What is surprising for us is that though we know that service seekers in government offices have to give bribes to whatever tables their files move, or looting of money occurs in whatever projects the government takes up for decades, no visible and credible effort has been found from the government, or even society in larger sense, to root out the corruption. We have an Anti-Corruption Commission (ACC) to check sleaze in government offices but this ACC is a heavily politicised entity and it ostensibly moves in selective cases to put down the political opponents. It is now considered a toothless tiger!
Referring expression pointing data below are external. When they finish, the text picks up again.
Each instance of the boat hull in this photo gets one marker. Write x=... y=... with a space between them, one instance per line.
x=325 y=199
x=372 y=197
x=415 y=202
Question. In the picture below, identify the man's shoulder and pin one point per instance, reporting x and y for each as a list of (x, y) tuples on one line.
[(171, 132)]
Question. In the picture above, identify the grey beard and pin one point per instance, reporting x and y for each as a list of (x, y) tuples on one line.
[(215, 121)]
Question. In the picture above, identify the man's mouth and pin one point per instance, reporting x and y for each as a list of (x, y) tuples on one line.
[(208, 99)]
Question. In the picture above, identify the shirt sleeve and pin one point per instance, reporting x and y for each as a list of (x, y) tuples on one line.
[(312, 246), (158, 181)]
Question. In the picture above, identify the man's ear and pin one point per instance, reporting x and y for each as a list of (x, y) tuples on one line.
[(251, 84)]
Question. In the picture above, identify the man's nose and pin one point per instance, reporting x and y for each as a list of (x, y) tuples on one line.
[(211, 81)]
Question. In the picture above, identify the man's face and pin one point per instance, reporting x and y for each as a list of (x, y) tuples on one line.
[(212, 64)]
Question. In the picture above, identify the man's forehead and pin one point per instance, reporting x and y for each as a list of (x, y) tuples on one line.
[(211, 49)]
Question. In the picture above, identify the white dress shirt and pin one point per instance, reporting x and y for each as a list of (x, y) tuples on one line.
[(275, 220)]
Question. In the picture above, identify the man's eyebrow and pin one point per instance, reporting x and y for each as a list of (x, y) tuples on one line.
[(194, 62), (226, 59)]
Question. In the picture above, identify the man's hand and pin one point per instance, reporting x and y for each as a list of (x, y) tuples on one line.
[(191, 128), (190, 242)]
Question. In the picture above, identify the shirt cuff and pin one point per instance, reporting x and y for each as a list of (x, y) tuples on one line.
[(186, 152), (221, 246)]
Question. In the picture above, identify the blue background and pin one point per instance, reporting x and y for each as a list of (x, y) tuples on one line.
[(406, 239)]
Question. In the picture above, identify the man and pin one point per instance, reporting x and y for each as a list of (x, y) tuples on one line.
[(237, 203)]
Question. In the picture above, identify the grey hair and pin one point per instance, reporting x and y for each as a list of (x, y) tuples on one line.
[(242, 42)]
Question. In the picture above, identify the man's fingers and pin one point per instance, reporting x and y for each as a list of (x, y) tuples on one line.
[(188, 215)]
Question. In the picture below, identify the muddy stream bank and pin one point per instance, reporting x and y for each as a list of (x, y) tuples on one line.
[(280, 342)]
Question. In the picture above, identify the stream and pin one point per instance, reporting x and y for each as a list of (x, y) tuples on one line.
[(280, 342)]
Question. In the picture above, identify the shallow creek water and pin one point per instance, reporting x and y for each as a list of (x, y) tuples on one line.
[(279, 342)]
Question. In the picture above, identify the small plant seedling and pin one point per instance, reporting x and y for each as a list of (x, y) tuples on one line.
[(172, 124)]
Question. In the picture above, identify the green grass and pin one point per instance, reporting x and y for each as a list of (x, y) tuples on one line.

To encourage corruption among the government officials, three years ago a strange law was passed in Bangladesh that stipulated that law enforcement agencies-and they are the most corrupt however-cannot arrest or detain public servants without prior permission from the relevant government authorities. A few days ago after a High Court Bench had scrapped this law, just yesterday the Appellate Division stayed the HC order responding to the petition of the state against HC order. We do not know what will be the ultimate fate of this law, the fact is with people’s moral nature going down below the pit, we do not have much hope that within a short time corruption is going to be minimised in Bangladesh’s services sector.
For many here, corruption has now become a socially acceptable fact. Why should it not be? We had a bureaucrat-turned politician, a former finance minister, once notoriously called bribing for services in the government office ‘speed money’. If this was the case, how could society get redemption from corruption?
People usually turn to the judiciary if they do not get rule of law from the administration or otherwise, but even this judiciary is also now greatly corrupted and according to the TIB’s recent study, it is the fourth in the list in the services sector with a score of 56.8%. Therefore, it would not be an overstatement to say that the future of the country is really bleak with politics of the country continuously going the wrong way.